In a message dated 18/05/99 10:57:22 GMT Daylight Time, Professor Tim Connell
([log in to unmask]) writes to Roger Ayers ([log in to unmask]):
> Many thanks for such a prompt and detailed reply.
> What I had in my mind though is that K. is well known for his animal
> stories, colonial stories, engineering stories etc. But people do not
> think of him as a ghost-story writer - or do they?
Dear Professor Connell,
In his Preface to the first printing of 'The Phantom Rickshaw and Other Eerie
Tales' in the Indian Railway Library series (1888), Kipling says ' This is
not exactly a book of real ghost stories, as the cover makes believe, but
rather a collection of facts that never quite explained themselves'.
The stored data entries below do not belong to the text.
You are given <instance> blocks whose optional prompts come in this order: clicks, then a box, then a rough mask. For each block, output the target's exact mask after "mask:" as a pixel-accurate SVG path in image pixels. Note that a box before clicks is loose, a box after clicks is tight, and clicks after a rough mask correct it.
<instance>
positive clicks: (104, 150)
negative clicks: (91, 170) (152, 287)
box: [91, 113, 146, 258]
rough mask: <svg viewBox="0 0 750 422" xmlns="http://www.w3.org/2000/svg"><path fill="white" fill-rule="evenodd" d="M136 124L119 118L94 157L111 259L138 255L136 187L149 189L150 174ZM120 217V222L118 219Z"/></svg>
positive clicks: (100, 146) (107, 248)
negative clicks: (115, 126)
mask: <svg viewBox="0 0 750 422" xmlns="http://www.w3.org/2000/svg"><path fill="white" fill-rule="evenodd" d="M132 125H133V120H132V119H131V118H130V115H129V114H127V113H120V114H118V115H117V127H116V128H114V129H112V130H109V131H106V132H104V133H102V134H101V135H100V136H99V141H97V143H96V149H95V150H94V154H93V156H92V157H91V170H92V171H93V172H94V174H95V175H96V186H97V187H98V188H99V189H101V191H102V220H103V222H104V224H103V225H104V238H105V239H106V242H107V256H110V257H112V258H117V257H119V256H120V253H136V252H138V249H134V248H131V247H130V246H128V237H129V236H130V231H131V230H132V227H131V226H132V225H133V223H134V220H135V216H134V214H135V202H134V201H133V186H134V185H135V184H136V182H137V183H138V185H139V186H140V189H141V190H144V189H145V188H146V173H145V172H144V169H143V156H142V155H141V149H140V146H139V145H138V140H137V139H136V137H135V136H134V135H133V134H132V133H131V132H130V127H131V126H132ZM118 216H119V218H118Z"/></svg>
I don't think Kipling ever wrote explicitly of the existence of a ghost, but
he wrote stories throughout his life where he came close to it but 'the facts
never quite explained themselves'. I think that this prevents him from being
considered a 'ghost story writer' but, as in many other categories of
writing, he wrote several stories which might well be included in an
anthology of such fiction.
Another category you might have mentioned in your list was sience fiction -
his 'With the Night Mail' is the first story in 'One Hundred Years of Science
Fiction' edited by Damon Knight, just such an anthology.